# Crazy days, loony nights - an update



## clep.berry (Mar 4, 2012)

Hey folks,

I've been resting on my laurels for a while, looking at my plant growth and passing cuttings to all my friends in the last month or so...
So I thought an update was due.

Now my 15g is heavily overstocked - there's a reason for that: Not enough ammonia production for the plants I keep and I'm looking for a tank to upgrade to in the new year. My LED lighting is giving everything a good spurt of growth so I'd say that it's one of the best buys out there. 
One new addition is an ancistrus/BN Pleco. He's small at the moment and there's plenty of algae for him to eat and I can quite frankly do with the extra waste.

The best LFS round here now asks me for advice which is nice and I get plants they can't seem to grow to "save". That's how I've ended up with Glosso.
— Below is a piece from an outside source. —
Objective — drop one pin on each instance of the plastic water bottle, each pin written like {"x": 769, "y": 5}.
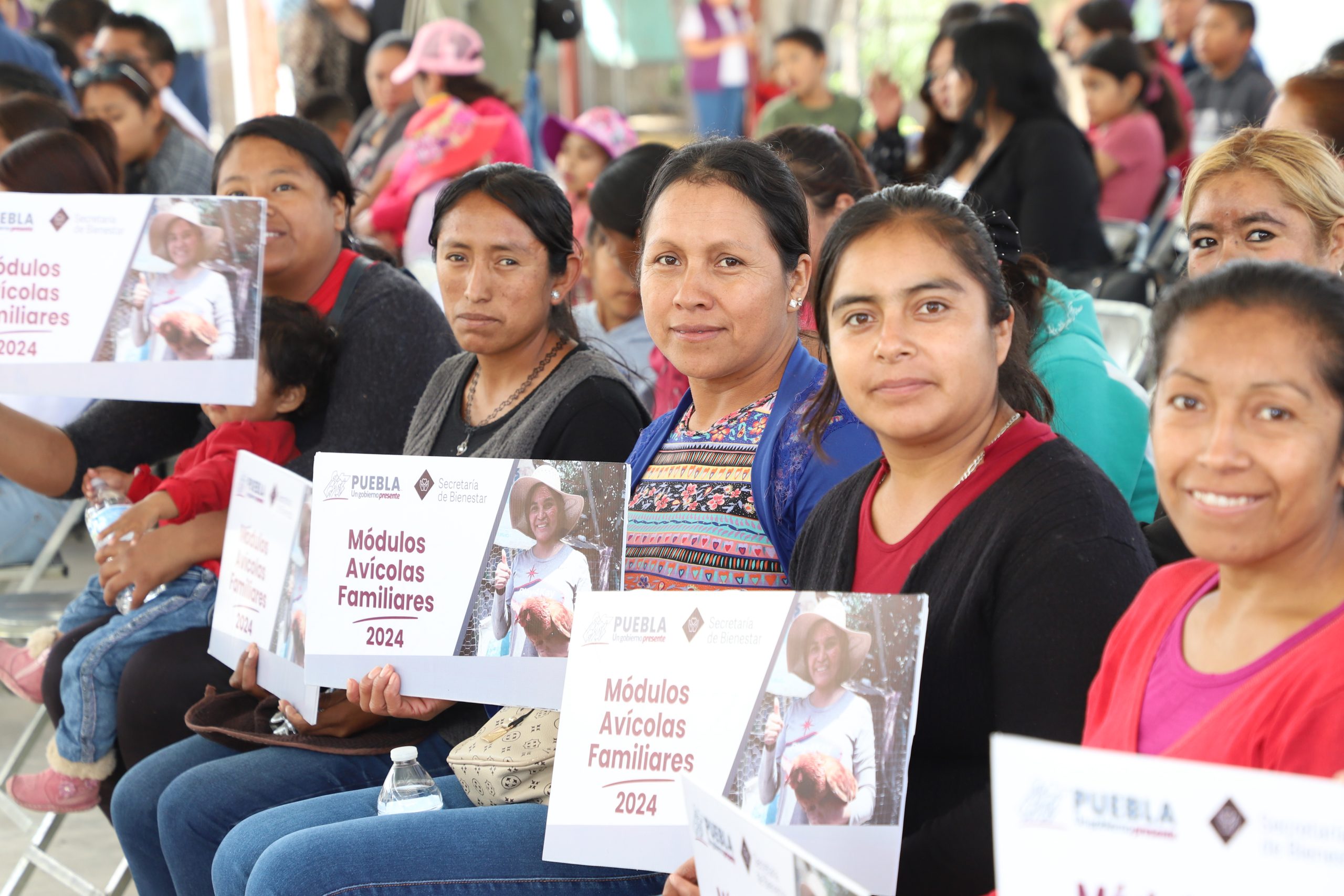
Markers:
{"x": 105, "y": 507}
{"x": 407, "y": 787}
I took the last little twig they had and somehow managed to have it multiply 5x in 14 days. It's still growing vertically but I'm keen on saving it before trying to grow it horizontally.

I finally decided that my 5g needs to be put to purpose instead of lying in the garage looking sad so I've decided on wall to wall crystalwort carpet for the tank. Seeing as I have a bit of a snail problem with my 15g, I decided to overdose the tank with CO2 as "pest control" over 2 nights. I guess this should give me good ammonia for the crystalwort to grow on. I'm using indirect daylight through the window for lighting and on the 2nd day I'm getting pearling on the crystalwort growing through the mesh.

I'm hoping that after the carpet grows, the crystalwort will provide enough filtration to use the tank as a cory/shrimp breeder. Imagine an oxygen mattress for my lovely cory to breed on...





cb


----------



## clep.berry (Mar 4, 2012)

So, tonight after lights out, the carpet started to rise... need to weight it down some more from all the pearling 
cb


----------



## Summer (Oct 3, 2011)

looks great!


----------



## clep.berry (Mar 4, 2012)

Day 7 - so this is the easiest "scape" to do


----------



## Sherry (Nov 22, 2011)

That looks very nice. I love the pearling...


----------



## clep.berry (Mar 4, 2012)

Thanks!
It's 7 days in and I had to add the slate due to TOO MUCH PEARLING!
I thought the gravel would keep the mats down but the sheer amount of oxygen released is incredible!
Another couple of days and there should be no mesh visible - I'll have to find a decent way of trimming then!
cb


----------